1, low-gluten flour
Also called cake powder, it refers to flour with water content 13.8% and protein below 8.5%. It is usually used for cakes, biscuits, cakes and pastries, so it is also called cake powder. Low-gluten flour is used as sponge cake. Because low-gluten flour has no gluten, the cake made is particularly soft, bulky and flat.

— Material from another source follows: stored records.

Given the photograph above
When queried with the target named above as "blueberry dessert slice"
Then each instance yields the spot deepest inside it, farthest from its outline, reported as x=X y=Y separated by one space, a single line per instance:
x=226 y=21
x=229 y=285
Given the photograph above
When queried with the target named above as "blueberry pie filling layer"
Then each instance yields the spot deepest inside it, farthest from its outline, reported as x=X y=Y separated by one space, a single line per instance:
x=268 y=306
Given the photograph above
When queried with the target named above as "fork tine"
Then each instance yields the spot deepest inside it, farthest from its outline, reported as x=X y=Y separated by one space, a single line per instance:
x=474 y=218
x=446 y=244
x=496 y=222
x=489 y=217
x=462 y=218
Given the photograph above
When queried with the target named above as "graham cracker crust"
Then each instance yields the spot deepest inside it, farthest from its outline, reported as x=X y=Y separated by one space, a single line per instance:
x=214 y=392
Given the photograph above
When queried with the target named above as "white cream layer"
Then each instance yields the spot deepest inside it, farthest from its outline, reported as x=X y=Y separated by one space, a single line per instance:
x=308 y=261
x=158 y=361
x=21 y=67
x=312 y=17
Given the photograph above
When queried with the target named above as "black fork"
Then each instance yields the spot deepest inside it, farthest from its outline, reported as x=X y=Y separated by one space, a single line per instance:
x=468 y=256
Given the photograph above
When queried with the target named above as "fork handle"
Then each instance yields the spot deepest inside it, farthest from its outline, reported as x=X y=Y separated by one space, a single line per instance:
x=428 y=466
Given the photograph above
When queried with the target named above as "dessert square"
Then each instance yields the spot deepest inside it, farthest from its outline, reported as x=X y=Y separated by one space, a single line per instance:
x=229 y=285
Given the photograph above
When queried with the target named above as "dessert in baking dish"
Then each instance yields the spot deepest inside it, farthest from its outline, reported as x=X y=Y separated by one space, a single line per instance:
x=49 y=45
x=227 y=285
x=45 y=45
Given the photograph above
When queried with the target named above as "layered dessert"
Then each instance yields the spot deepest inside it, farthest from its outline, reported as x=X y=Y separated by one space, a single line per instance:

If you can't find low gluten flour, you can use 80% medium gluten flour with 20% corn starch, but you can't use "jiaozi flour" instead. jiaozi flour has a lot of gluten, so if you want to be lower gluten, you can add some corn starch.
2. Medium gluten flour
Also known as Chinese pastry flour, it refers to flour with water content 13.8% and more than 8.5% in protein. What flour is not specially marked in general recipes is this, and it is usually used to make Chinese pasta, Chinese dim sum, western dim sum, etc. Note that the rich flour on the market is characteristic of China and can be directly used to make steamed buns and steamed buns.
3. High gluten flour
Also known as bread flour, the average protein content is 13.5%, and usually the protein content is above 1 1.5%, so it can be called high-gluten flour. Because of its high protein content, it is often used to make bread and noodles with elasticity and chewiness, so it is also called bread flour, which is often used in muffins and puffs in western cakes.